The lyrics sum up the spirit of campaigners’ attitude towards the climate talks – the inevitability that they would fall short of what’s needed and the realisation that the solutions lie elsewhere:
“We are of the Earth/To her we do return/The future is inside us/it’s not somewhere else / (…) /Calling on people/People have power/And the numbers don’t decide/Your system is a lie/A river running dry/The wings of a butterfly/And you may pour us away like soup/Like we’re pretty broken flowers/We’ll take back what is ours/One day at a time”.
When PJ Harvey performed “River Anacostia” at the Royal Festival Hall in October in a preview of songs from her forthcoming album, I had fantasised that the Mercury Prize winning artist was making the link between oil and war. The new songs are based around poems written on road trips around Afghanistan, Kosovo and Washington DC, and in my willful misinterpretation of the song – which ends with the refrain from the spiritual “Wade In The Water” – Harvey was tipping her hat to the moment a guerrilla choir gatecrashed the same venue two years earlier before the start of a concert sponsored by oil company Shell.
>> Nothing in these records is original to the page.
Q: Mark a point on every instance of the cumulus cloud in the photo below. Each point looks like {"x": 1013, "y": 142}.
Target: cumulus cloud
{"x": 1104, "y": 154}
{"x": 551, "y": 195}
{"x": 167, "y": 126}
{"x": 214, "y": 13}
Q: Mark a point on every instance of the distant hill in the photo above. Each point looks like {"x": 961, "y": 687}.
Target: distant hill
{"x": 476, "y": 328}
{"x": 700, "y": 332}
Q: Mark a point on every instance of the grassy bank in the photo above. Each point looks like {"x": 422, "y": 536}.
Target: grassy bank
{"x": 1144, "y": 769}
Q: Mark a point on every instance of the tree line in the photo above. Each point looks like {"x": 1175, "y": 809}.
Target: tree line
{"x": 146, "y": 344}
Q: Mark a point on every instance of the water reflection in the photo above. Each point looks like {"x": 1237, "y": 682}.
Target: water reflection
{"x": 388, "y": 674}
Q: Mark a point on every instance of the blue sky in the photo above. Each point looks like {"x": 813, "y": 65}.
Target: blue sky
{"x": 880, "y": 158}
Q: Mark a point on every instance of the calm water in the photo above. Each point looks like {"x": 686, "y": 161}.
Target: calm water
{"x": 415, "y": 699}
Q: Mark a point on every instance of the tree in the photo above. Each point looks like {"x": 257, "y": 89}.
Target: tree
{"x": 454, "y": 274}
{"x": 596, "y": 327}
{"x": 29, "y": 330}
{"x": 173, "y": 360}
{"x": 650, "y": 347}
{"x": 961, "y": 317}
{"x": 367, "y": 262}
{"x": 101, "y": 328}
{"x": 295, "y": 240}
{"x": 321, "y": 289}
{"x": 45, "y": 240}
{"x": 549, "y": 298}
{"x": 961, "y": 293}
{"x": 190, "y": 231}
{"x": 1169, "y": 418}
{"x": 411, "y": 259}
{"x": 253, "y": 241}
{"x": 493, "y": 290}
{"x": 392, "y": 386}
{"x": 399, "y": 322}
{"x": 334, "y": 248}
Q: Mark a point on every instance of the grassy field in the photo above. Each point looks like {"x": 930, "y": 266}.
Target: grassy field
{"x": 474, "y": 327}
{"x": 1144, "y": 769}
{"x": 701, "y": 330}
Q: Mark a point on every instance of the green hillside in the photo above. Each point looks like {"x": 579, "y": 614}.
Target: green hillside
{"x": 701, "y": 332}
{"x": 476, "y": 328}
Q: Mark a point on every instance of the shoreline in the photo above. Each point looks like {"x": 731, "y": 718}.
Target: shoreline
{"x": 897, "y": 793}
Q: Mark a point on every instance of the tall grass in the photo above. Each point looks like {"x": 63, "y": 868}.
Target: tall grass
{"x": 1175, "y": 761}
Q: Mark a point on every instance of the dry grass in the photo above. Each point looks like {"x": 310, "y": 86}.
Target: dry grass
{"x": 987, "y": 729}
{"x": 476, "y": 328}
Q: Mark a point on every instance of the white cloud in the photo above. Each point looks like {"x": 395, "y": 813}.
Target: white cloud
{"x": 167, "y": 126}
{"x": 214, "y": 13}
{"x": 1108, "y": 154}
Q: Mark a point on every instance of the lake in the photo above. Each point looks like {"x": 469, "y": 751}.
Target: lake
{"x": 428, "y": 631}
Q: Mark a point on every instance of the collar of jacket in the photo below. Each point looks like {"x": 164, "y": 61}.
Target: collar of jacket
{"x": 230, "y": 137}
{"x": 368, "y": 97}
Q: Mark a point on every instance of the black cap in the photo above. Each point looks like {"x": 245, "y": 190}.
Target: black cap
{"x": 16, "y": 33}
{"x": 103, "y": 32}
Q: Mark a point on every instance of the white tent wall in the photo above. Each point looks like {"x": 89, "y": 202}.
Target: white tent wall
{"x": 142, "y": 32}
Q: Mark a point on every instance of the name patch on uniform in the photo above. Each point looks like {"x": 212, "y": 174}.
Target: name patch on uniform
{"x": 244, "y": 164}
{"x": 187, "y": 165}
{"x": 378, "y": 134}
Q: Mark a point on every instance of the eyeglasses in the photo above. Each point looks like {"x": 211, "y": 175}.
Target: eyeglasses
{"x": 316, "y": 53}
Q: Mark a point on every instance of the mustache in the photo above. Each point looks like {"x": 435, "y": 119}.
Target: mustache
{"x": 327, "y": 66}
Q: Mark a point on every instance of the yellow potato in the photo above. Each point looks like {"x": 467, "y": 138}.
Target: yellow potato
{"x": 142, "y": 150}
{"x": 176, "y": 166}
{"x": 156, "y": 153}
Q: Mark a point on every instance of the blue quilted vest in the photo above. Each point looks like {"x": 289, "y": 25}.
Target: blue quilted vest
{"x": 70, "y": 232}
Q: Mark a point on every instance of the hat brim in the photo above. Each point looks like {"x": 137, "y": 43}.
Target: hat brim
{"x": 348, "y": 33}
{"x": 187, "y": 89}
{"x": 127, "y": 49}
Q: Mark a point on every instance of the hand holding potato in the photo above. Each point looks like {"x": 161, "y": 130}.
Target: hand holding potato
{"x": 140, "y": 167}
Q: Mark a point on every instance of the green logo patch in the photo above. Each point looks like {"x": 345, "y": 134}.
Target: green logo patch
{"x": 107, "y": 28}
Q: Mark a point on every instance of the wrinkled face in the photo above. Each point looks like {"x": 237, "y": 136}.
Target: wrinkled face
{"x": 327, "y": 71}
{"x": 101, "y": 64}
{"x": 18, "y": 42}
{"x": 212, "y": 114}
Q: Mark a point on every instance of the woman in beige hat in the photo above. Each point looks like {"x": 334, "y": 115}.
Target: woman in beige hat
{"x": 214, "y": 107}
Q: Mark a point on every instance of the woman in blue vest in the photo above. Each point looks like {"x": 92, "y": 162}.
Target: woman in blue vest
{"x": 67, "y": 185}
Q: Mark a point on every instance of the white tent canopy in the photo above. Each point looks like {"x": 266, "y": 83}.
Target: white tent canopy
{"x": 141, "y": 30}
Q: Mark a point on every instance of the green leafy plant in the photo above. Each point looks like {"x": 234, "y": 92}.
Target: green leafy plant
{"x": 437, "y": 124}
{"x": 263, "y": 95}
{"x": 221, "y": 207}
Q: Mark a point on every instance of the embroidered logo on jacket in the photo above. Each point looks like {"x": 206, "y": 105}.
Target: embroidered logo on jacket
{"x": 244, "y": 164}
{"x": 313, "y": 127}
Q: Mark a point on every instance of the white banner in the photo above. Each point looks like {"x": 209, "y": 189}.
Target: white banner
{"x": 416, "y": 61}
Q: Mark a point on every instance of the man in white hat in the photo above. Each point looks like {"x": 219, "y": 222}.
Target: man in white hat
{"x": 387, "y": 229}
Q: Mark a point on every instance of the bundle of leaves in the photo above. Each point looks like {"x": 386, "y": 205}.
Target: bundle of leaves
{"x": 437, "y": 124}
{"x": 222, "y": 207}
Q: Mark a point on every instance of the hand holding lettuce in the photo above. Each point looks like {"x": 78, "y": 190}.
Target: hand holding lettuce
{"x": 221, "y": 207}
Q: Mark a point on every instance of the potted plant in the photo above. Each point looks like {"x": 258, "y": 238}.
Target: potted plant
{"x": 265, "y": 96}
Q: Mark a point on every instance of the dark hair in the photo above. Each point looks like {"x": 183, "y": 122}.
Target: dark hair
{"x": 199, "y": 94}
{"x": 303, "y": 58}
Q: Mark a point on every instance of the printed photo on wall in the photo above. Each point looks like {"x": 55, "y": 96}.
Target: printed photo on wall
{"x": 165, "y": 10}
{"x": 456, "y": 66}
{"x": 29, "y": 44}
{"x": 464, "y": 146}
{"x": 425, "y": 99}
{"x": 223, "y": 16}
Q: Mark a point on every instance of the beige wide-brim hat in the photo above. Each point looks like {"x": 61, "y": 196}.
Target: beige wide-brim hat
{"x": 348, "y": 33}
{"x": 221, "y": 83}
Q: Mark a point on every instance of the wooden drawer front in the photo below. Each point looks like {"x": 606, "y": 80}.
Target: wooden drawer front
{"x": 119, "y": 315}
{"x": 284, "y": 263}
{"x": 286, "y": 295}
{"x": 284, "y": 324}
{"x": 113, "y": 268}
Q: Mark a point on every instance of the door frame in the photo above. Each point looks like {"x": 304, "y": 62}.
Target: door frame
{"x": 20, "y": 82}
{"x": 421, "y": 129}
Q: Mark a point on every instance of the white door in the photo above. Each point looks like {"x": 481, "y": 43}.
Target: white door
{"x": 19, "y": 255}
Part of the Art Not Oil umbrella of art-activists seeking to bring an end to fossil fuel sponsorship of the arts, the Shell Out Sounds choir had written new words to “Wade In The Water” to tell the story of the impacts of Shell’s destructive oil extraction projects. The group scored a victory a few months later when London’s South Bank Centre announced that the following season of classical concerts would no longer be sponsored by a company which actively campaigns against action on climate change. It could be music like this, put directly into the service of a strategically smart, targeted campaign that arguably has the most leverage to make a genuine impact in changing our energy future.